Harry wasn't going to save them. He had leveled the playing field and stripped the Dark Lord of his invincibility. But he was leaving them to fight the war themselves.
Minerva McGonagall finally looked up. Her face was lined with a sudden, devastating exhaustion. "Harry," she whispered, her Scottish brogue trembling. "Is there truly no grace left in you? No forgiveness for the home that loved you, however poorly?"
The silence stretched. A delegate in the second row shifted uncomfortably. Their chair scraped against the stone.
"I can't afford to look backward, Professor," Harry said quietly, the exhaustion finally bleeding into his tone. "The motion for intervention in Magical Britain is denied. The Quarantine holds. Guards, escort the delegation back to their Portkey."
"No! Please!" Hermione screamed as two ICW Enforcers materialized beside her. "Harry, you can't! It's a slaughterhouse!"
Harry turned his back.
The heavy doors to the balcony sealed shut, instantly muffling Ron's furious shouting and Hermione's agonizing pleas.
The heavy oak doors of the Chief Warlock's private office clicked shut.
Harry leaned back against the wood. He closed his eyes and let out a long, shuddering breath. The rigid posture of the politician crumbled away. He rubbed his chest, right over where the phantom ache of the Horcrux sometimes still throbbed on cold nights.
From the leather armchair by the window, Daphne Greengrass closed a thick, leather-bound dossier. She had a faint smudge of blue ink on her left thumb.
"They're gone?" she asked, setting the file on the glass table.
"Yeah," Harry muttered. He walked over to the wide window that overlooked the gray, churning waters of Lake Geneva.
Daphne stood, her dark robes rustling, and stepped up beside him. She didn't immediately offer comfort. Instead, she looked out at the water, her expression tight. "Intelligence expects the Death Eater retaliations in London to spike by forty percent now that the Horcruxes are gone. Riddle will panic. He'll lash out at the Muggleborn holding camps."
Harry closed his eyes, his jaw working. "I know."
"Ron wasn't entirely wrong," Daphne noted softly. "There are innocent people trapped inside my ward."
"If we send the ICW armies in, the collateral damage to the Muggle population triples," Harry replied. He rubbed the back of his neck. He was reciting the argument they had debated a dozen times. "They have to break their own chains. If we do it for them, nothing changes."

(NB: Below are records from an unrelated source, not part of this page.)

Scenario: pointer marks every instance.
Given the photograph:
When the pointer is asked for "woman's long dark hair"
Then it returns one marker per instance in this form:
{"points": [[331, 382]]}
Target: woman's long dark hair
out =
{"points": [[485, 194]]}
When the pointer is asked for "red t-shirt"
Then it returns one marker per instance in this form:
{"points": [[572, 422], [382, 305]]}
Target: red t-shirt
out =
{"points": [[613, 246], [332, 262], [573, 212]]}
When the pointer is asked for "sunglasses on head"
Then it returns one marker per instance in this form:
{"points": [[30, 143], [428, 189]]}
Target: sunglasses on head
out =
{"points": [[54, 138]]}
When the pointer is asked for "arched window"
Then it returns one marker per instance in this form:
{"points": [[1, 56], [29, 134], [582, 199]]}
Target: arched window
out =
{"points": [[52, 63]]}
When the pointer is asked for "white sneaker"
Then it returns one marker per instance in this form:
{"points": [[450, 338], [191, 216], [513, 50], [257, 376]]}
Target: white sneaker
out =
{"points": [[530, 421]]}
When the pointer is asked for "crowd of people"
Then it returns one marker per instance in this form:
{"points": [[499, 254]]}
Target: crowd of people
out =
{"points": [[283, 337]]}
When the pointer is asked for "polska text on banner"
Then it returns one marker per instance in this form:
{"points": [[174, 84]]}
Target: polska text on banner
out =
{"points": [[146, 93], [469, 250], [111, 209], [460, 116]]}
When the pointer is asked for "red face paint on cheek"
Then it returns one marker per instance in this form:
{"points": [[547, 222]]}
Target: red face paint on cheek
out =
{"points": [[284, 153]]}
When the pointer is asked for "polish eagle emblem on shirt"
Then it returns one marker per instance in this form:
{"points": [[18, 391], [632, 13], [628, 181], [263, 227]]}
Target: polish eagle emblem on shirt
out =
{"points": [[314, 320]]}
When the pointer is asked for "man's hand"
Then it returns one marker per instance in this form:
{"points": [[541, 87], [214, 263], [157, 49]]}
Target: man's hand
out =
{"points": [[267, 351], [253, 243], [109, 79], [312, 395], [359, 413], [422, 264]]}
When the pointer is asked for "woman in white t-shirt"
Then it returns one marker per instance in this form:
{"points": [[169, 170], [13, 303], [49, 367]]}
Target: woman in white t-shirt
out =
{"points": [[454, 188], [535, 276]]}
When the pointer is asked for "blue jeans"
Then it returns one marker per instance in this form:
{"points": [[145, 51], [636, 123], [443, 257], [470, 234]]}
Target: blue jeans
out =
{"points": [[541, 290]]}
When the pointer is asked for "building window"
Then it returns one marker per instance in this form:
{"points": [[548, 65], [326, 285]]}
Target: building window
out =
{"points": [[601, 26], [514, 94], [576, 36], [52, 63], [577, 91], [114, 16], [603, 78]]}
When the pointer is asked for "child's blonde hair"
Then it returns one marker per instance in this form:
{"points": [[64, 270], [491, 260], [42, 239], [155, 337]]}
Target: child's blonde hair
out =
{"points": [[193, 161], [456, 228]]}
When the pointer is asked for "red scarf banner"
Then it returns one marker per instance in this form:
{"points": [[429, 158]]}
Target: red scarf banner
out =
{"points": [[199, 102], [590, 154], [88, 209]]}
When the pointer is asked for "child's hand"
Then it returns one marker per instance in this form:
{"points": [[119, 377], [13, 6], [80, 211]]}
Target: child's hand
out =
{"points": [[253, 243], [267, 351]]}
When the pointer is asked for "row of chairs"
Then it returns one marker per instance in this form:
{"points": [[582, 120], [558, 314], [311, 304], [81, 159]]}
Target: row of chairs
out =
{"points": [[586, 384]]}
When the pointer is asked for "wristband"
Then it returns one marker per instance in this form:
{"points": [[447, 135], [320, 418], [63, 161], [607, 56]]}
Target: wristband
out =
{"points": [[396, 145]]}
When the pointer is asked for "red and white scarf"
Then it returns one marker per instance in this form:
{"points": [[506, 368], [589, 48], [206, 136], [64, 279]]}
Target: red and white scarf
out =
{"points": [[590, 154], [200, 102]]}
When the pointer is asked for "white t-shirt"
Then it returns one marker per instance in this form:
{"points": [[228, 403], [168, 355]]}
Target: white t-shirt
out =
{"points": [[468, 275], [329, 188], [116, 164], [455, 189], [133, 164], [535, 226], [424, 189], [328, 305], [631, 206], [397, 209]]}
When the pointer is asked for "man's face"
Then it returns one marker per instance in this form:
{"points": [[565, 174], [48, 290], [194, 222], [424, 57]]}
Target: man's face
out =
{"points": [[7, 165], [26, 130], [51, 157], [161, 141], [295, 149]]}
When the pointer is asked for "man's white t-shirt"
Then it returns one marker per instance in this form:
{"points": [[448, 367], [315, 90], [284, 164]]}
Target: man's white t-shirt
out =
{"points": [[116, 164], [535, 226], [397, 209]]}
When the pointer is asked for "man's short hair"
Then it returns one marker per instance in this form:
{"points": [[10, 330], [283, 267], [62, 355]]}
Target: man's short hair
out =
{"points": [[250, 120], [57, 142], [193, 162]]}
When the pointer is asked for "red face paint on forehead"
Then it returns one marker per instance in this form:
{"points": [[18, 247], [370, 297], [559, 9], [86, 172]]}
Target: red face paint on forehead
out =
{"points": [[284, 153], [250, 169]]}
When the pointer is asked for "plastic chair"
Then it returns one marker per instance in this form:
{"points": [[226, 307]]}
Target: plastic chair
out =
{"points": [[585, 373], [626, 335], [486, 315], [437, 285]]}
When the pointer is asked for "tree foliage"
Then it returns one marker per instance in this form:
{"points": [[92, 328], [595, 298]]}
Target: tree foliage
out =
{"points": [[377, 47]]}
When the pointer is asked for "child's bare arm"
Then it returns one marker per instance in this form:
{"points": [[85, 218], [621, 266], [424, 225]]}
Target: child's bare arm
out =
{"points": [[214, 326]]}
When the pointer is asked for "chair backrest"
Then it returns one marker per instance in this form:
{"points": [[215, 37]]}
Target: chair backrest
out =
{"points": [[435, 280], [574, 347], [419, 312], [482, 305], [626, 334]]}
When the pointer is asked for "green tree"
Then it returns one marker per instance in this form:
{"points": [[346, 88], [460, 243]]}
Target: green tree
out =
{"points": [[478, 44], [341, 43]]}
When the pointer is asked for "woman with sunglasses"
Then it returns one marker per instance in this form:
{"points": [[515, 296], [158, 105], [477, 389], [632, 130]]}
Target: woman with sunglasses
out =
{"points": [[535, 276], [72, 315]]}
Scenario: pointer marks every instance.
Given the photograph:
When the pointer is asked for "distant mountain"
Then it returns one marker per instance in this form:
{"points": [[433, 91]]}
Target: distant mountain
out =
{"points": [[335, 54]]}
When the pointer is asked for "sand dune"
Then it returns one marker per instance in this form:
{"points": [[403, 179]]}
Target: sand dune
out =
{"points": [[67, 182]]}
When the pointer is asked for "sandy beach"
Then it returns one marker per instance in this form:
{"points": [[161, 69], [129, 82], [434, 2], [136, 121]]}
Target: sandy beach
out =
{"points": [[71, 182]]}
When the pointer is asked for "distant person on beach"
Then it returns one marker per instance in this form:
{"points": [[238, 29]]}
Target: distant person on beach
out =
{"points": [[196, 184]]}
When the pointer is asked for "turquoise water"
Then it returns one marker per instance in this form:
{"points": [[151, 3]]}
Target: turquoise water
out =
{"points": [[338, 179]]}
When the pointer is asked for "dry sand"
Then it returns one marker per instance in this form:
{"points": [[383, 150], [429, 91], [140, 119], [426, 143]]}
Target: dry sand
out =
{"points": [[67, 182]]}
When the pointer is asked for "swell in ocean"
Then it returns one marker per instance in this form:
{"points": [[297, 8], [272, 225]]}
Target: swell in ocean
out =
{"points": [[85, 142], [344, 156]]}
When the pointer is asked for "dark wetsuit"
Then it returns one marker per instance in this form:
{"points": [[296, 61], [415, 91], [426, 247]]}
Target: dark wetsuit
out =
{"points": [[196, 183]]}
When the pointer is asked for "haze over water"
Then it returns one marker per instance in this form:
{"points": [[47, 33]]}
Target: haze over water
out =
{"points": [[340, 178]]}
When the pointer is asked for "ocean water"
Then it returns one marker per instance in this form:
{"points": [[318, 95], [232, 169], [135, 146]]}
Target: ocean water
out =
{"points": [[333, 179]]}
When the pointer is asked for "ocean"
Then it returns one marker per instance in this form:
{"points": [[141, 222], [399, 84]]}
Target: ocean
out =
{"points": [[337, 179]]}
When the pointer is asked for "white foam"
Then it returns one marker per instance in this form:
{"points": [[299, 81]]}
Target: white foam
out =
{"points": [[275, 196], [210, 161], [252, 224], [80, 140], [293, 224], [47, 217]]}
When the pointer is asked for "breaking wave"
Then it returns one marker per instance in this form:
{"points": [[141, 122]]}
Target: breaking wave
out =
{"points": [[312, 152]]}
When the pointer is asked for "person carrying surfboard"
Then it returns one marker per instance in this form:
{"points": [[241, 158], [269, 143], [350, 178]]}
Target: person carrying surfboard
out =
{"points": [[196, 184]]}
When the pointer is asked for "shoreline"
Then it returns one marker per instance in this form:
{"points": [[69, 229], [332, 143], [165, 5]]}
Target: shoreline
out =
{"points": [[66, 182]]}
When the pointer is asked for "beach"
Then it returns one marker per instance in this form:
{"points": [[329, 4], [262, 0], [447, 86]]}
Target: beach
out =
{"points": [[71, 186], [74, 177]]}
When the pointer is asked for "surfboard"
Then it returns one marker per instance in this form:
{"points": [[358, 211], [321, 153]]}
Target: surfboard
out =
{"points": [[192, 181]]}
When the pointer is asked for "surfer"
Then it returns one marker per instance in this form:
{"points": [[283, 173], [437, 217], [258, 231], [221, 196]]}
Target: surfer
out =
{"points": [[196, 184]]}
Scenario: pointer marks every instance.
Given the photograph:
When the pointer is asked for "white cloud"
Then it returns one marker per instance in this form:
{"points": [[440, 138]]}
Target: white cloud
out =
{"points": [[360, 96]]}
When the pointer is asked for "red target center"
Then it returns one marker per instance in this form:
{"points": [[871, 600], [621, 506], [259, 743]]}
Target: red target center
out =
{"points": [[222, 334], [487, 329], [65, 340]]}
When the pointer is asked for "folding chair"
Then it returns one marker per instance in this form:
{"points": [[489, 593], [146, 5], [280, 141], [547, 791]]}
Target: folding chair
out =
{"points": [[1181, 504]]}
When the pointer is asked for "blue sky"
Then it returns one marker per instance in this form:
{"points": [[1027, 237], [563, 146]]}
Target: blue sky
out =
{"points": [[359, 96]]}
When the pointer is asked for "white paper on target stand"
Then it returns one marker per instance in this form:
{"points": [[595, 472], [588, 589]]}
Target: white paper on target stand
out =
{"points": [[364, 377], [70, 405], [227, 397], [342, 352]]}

"I know the logic, Harry. I wrote the brief." She turned her head to look at him. Her dark eyes searched his face. "I'm asking if you're going to be able to sleep tonight."
Harry opened his eyes, looking at his hands. They were steady now. But he could still feel the cold of the Azkaban stones if he thought about it for too long. He thought of Hermione's torn sleeve. He thought of Ron's desperate anger. And he thought of the thousands of people who would suffer tonight because he decided fewer people would die this way.
"Probably not," Harry admitted softly.
Daphne reached out. Her ink-stained fingers laced through his, anchoring him to the present, to the warmth of the office.
"Neither will I," she said.
They stood together in the quiet office, listening to the wind rattle the heavy glass. Harry watched the storm clouds gather over the lake, and wondered whether he would ever stop hearing the sea outside Azkaban.